Rebirth.

Founding mothers
Apple hearts and prudent tarts
Each bite conclude one thing
Pleasing hips and sugared quips
You never know what I mean
Contradicting 
First
World ripping
Honored puzzles
Reclaiming piece
Second
Winds rise
Paper for those
Presuppose
Make sense of thinking
Third
Holy smoke and waters choke
This is how I come clean
Painful grins pour
Forth
Wooden ladle drips
Each taking turns
Markets further yearn
Fifth
Creation bliss
Slight of man
Rebirth
The ride
Narrow as wide

Be Here Now.

Suppressing golden shadows
Fleece to fit
True denim grip
Well mannered protons spill
Heights to ground
Limbs desiring soft and round
Uneven oddity stars
Adjacent peril
Enchanted reflections dip
Suited formally
Enrobed in fiction
Like moths to a stain
Bright knowledge refrain
Unfurling contractions
Sheared to skin
What holds you know only begins
Encoded split
Sound the sheath
Rivers ending deep
Panning in the shallows
Oil for life
Formed here after
Charred wicks
Glossy sparks
Before the snuff
Don’t allow what once was be here now

Raw & Disorder.

   There was this one time a person confronted me at my place of work during a public event to tell me that they thought I was a dishonorable person. Said person went to nefarious means to gain such reflective insight, but the sight still remains. We feel and see the world how we view our own self. From enlightening to loathing, we mostly without knowingly hold onto the forms as if they’re our own. Sure, there have been a few folks who’ve feared my bloggery. I have no problem with that, for it’s not mine to have. What is your problem today? The problems that do arise at times that I choose to take on are those that affect the basics. Survival and safety are what we’ve been after from before our very existence. If those basic necessities are threatened in any way, humanity tends to take on a plethora of primal, unexpected, and divergent shapes and forms.

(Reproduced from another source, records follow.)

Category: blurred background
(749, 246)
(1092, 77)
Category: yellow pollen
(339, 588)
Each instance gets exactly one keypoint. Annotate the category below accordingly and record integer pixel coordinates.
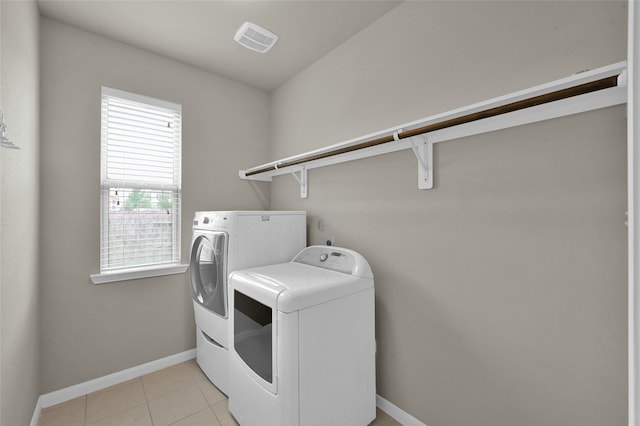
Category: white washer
(303, 341)
(221, 243)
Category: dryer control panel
(336, 259)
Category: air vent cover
(255, 37)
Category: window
(140, 182)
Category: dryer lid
(293, 286)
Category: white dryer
(303, 341)
(221, 243)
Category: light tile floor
(180, 395)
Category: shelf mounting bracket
(302, 180)
(423, 150)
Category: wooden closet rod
(582, 89)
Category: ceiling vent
(255, 37)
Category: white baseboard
(397, 413)
(65, 394)
(75, 391)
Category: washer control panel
(328, 258)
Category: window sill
(137, 273)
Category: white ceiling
(200, 33)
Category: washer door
(208, 271)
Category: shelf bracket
(302, 180)
(423, 150)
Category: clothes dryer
(303, 341)
(221, 243)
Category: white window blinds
(140, 181)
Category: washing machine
(302, 346)
(221, 243)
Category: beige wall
(501, 293)
(19, 191)
(89, 331)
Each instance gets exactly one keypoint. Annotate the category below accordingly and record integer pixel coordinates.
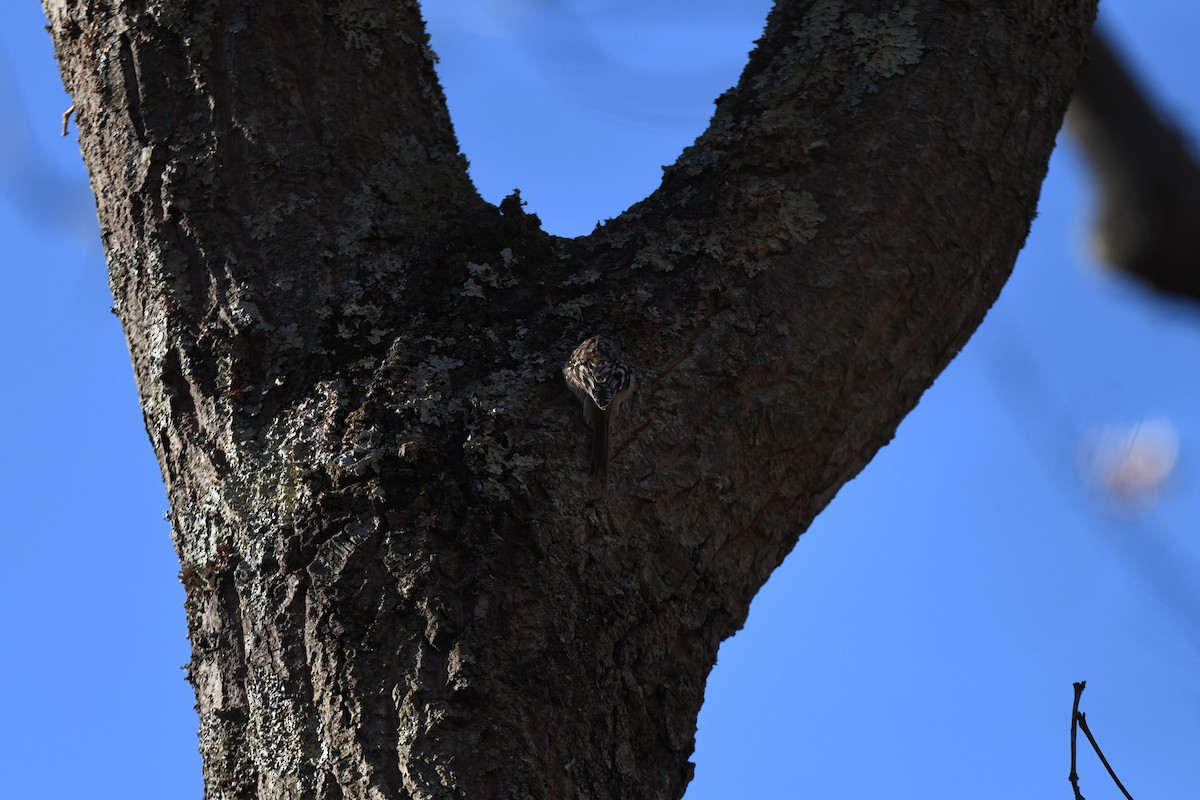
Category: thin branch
(1083, 723)
(1074, 727)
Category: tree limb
(400, 582)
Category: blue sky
(922, 638)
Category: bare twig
(1083, 723)
(1079, 720)
(1074, 727)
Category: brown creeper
(601, 378)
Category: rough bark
(1149, 184)
(400, 582)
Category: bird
(601, 379)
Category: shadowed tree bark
(400, 581)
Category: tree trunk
(401, 582)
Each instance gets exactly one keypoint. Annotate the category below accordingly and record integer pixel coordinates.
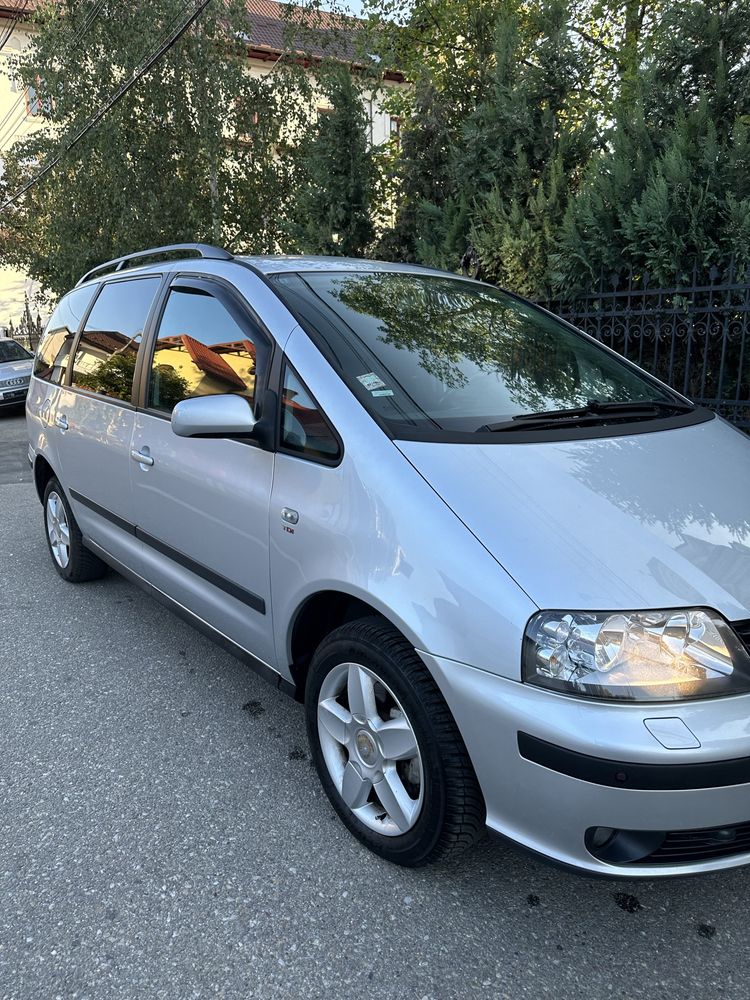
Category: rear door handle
(141, 457)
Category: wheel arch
(317, 616)
(43, 472)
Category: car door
(94, 415)
(50, 370)
(202, 504)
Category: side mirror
(213, 416)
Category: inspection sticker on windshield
(371, 381)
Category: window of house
(202, 350)
(304, 429)
(36, 102)
(53, 351)
(107, 350)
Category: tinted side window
(201, 350)
(304, 429)
(107, 351)
(52, 353)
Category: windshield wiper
(594, 412)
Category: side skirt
(258, 666)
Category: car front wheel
(386, 748)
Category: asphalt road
(162, 835)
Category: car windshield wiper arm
(595, 411)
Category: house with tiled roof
(269, 36)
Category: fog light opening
(599, 836)
(621, 847)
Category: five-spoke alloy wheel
(386, 748)
(370, 749)
(58, 530)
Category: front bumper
(549, 811)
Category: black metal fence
(696, 338)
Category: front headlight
(635, 655)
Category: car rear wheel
(72, 560)
(386, 748)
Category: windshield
(11, 351)
(431, 352)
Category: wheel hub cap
(366, 748)
(58, 530)
(370, 749)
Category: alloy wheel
(58, 530)
(370, 749)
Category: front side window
(438, 354)
(10, 350)
(107, 350)
(201, 350)
(304, 429)
(52, 353)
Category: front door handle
(141, 457)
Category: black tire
(82, 564)
(452, 816)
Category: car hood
(651, 520)
(15, 369)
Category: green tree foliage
(670, 193)
(335, 197)
(568, 138)
(188, 154)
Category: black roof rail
(203, 250)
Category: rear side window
(304, 429)
(108, 348)
(53, 351)
(202, 350)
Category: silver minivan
(506, 571)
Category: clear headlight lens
(635, 655)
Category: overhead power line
(9, 128)
(121, 91)
(13, 24)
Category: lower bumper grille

  Many creatures from human to protozoa on this great and amazing planet have their basics endangered everyday. In this age of captive time, ever increasing power to the few, and accelerating technology; it is entropy that will always remain constant. Disorder is more probable than order. If you feel uneasy, hopeless, stuck, and or depressed as a direct cause of these modern times then I say to you, do something about it. I call earnestly to those who feel despair to; write your local government and tell them exactly how you really feel, be compassionate and aware of yourself, learn from fear for it is an acute teacher, paint our towns with bold and peaceful protests, cry tears of gratitude for all those who paved the way to here and now, shout impeccable words that need to be heard, and most importantly create a safe place and share that space with all you know and hold dear.

The Unifying Theory of She.

Irony for me, is a girl named Voice too choked up on words to speak
Life long lessons shot out them baby blues like a beam
Taking in all spoken directly, as if laid at her own feet to weep
In her world, when let in, she sings; “sorry about the mess”
I confess
Discrete impressions
Quietly caught between that which she has
Yet undone
Everything came before
Her essence run
In solace cohesion
No longer harboring margins & lines
Noting her felt experience
Seasoned by time
Fed with feeling
Drunk on resonant healing
Pouring forth perspective liberally
No more ironic than I am she

I Am Not My Story.


   From head to toe I was riddled with tales of shame, abandonment, and betrayal. Marred by feeling preyed upon, victimized. Each time I survived I would inevitably assign fault onto various nouns outside and inside myself. In turn, the blame game had created resistance from the very truth and feelings I needed to face and live through but instead I made the choice to live with; striving in pity, nobility, and self-righteousness. I was swiftly aging in a cocoon of chronic stress.

   Perhaps I didn’t know any better, but that doesn’t matter. What does is I do now. I understand that the memories I had clung to no longer serve me. Afraid to let go because that meant dealing with a reality of raw emotions that I refused to make time for. “I don’t have time for this” with that said, I would miss my direct opportunity to live through feelings by experience, instead I allowed myself to be left clutching a flaming bag of fear, anger, and guilt. Ultimately leading to dis-ease, by storing the toxicity in hidden pockets throughout my whole being; mind, body and soul. Excess baggage. I had been coping in lieu of surrendering to each feeling moment by moment as it arises and then moving on by letting them go.

   Healing must begin within. There is no magic pill, guru, god, or surgery that will clear away the mind’s own wreckage or restore peace, love, and joy. Our life experiences create a story, but that isn’t who we fundamentally are. I am not my story, and luckily neither are you.